Analysis, Middle East, Side Feature

Yemen War: A Balance of Interests

On 21st November 2018, Al Jazeera released a report stating that since the Yemen War started, 85,000 children may have died from starvation. This is but one of the reports which gives an insight into the horrific conditions in Yemen. A crisis which is considered to be the largest humanitarian crisis today.

The Special Envoy for the Secretary-General for Yemen proudly announced that the situation in Yemen has never received so much ‘international attention’, that it no longer needs to be referred to as ‘the forgotten war’. But what difference does international attention make? It hasn’t brought about change or solved the situation. People are dying, unable to access the aid that they desperately need, unable to get the medical assistance that they desperately need.

All of this is happening as the United Nations announces it has managed to bring the parties involved in the crisis to the negotiation table. The people of Yemen are enduring horrific circumstances. In response, the United Nations, an organization which vowed to protect humanity from the ‘scourge of war’, is simply trying to negotiate with the people who are launching air strikes, airstrikes which the United Nations accepts is the cause of thousands of deaths. For them it’s enough to negotiate with the very parties who are behind the deaths of approximately 130 children every day (Save The Children).

Is this truly an achievement? And if it is all that the victims of the Yemen War can hope for, isn’t it time to realize how truly flawed the current system is?

The advocates of the Western system will argue that there is a limit to what the United Nations can do, citing several liberal concepts such as state sovereignty, as if that is a suitable excuse for allowing the deaths of hundreds of thousands of people.

The efforts for the ceasefire stalled. The efforts to send aid is limited due to the political situation in the country. A situation which is caused by the involvement of 11 countries, including Saudi Arabia. The US, France and UK are suppling the warplanes, intelligence and the munitions to the Saudi air force, allowing for the death of 2/3 of the civilian deaths (The United Nations High Commissioner for Human Rights). The US government is also launching airstrikes on Yemen, and have admitted to having deployed troops on the ground.

Why is this relevant? Well, the US, UK and France are members of the United Nations Security council. A council which is effectively the most powerful body in the United Nations, which has had the power to stop several conflicts since it’s establishment in 1945 but hasn’t due to their strategic interest. Yemen is an area of strategic interest as it is an important link to the world’s oil shipment pass.

The United Kingdom, a permanent member of the United Nations Security Council, has recently brought the situation in Yemen before the Security Council, circulating a resolution amongst the 14 other members. According to the CBS News, this resolution calls for the cessation of the hostilities for areas around the Port of Hodeida and calls for the removal of barriers to the delivery of humanitarian aid. It also calls of the parties involved in the war to cease all attacks on densely populated civilian areas across Yemen and to cease all missile and UAV attacks against regional countries and maritime areas.

However, according to the Guardian, it is still unclear when the vote for the resolution will take place or what the member states will do. It is also important to realize that the resolution simply aims to ‘pave the way’ to ‘talks’ and that it is a short-term measure, with the cease fire being applicable for two- horrifically short weeks.
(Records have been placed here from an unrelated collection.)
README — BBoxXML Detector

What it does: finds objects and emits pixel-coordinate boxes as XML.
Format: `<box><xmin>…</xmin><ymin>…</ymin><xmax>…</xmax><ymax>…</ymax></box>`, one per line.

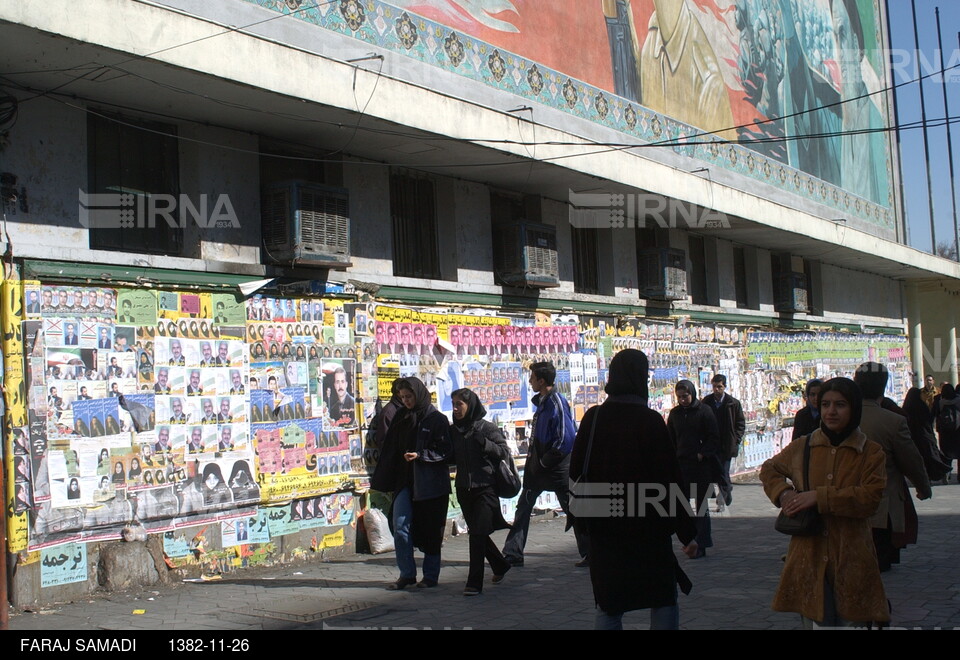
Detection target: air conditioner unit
<box><xmin>637</xmin><ymin>248</ymin><xmax>687</xmax><ymax>300</ymax></box>
<box><xmin>260</xmin><ymin>181</ymin><xmax>351</xmax><ymax>268</ymax></box>
<box><xmin>496</xmin><ymin>221</ymin><xmax>560</xmax><ymax>287</ymax></box>
<box><xmin>773</xmin><ymin>273</ymin><xmax>810</xmax><ymax>314</ymax></box>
What’s ridiculous is that these talks were said to have stalled following the Saudi Prince expressing his discontent at the conditions. The international community has accepted that Saudi will demand that the amendments be made to the resolution before they will consider accepting it. These ‘talks will delay the aid which the Yemeni population is in desperate need of. According to the BBC, approximately 17.8 million people do not know where their next meal is coming from and 8.4 million are considered at risk of starvation. Severe acute malnutrition is threatening the lives of almost 400,000 children under the age of five.

Why are the interests of one country being used as an excuse to stop the crisis in Yemen? The answer is simple, the financial interests of the international community overweighs the lives of the hundreds of thousands of people suffering in Yemen. The United States and United Kingdom are amongst the largest exporters of arms to the Middle East, the Saudi government is the 2nd largest importer of those exports. The UK and USA are joined by Russia, France and China in being the largest arms exporters in the world (the Guardian).

These statistics are important to keep in mind, as these states are the ones with the power to supposedly bring change in the Western world. These statistics and the reality of the crisis across the Muslim World, including Yemen, is testament to the fact that the use of this power is determined by their financial and strategic interests. As such, people need to understand that whether or not, the vote takes place nothing will change. The system is being run by the very states that are benefiting from it.

We need to change the system; rid the world of the United Nations who act as a front for state interests and create an illusion that the Western states have any interest in protecting humanity.

إِنَّ اللهَ لَا يُغَيِّرُ مَا بِقَوْمٍ حَتَّى يُغَيِّرُوا مَا بِأَنْفُسِهِمْ

“Allah will not change the condition of a people until they change what is in themselves.”